The September 9 incident did not appear to be serious, but it was the latest possible mishap to rattle nerves aboard the orbiting station over the past several weeks.

The Russian space agency Roskosmos said the smoke alarms sounded on the Zvezda module and occurred as the station's batteries were being recharged.

In audio heard on a broadcast from NASA's TV feed of the station, a French astronaut can be heard reporting the smell of burning plastic.

According to Roskosmos, the crew activated air filters and returned to their "night rest" once the air quality was back to normal.

The agency said a previously scheduled space walk would continue as normal later on September 9.

That space walk is due to be performed by Russian cosmonauts Oleg Novitsky and Pyotr Dubrov, to continue integrating another Russian-built module, the Nauka science lab.

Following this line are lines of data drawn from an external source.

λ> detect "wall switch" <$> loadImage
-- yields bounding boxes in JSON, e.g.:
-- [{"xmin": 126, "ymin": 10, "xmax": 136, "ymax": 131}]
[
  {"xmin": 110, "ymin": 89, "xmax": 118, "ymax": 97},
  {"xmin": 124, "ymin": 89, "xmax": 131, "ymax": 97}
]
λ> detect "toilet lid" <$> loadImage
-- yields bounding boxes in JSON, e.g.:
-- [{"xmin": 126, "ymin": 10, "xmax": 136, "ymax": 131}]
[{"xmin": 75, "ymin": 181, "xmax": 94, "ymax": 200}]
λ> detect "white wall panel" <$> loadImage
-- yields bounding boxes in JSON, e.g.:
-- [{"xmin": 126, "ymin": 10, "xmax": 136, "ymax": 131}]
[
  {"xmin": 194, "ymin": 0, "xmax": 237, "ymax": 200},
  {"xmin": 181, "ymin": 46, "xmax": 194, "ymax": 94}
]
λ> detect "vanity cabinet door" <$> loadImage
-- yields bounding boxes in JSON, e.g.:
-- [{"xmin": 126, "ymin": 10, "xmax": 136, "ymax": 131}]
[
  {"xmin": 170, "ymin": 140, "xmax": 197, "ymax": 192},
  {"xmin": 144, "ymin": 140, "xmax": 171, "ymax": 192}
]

The Nauka docked with the space station in July, but shortly after docking, the module's thrusters unexpectedly turned on, sending the station briefly spinning out of position.

Russian space officials have blamed the issue on a software failure.

Meanwhile, an anonymous Russian space official last month was quoted by the TASS news agency as making a somewhat lurid allegation regarding a mysterious incident on the station in 2018. In the incident, one, or several, manmade holes were found in another Russian-built module.

The anonymous space official suggested that a NASA astronaut had experienced a medical problem involving blood flow that "could have provoked an acute psychological crisis," which, in turn, might have led her to seek a way to return to Earth before the mission was over.

The suggestion prompted strong pushback from NASA officials in Washington.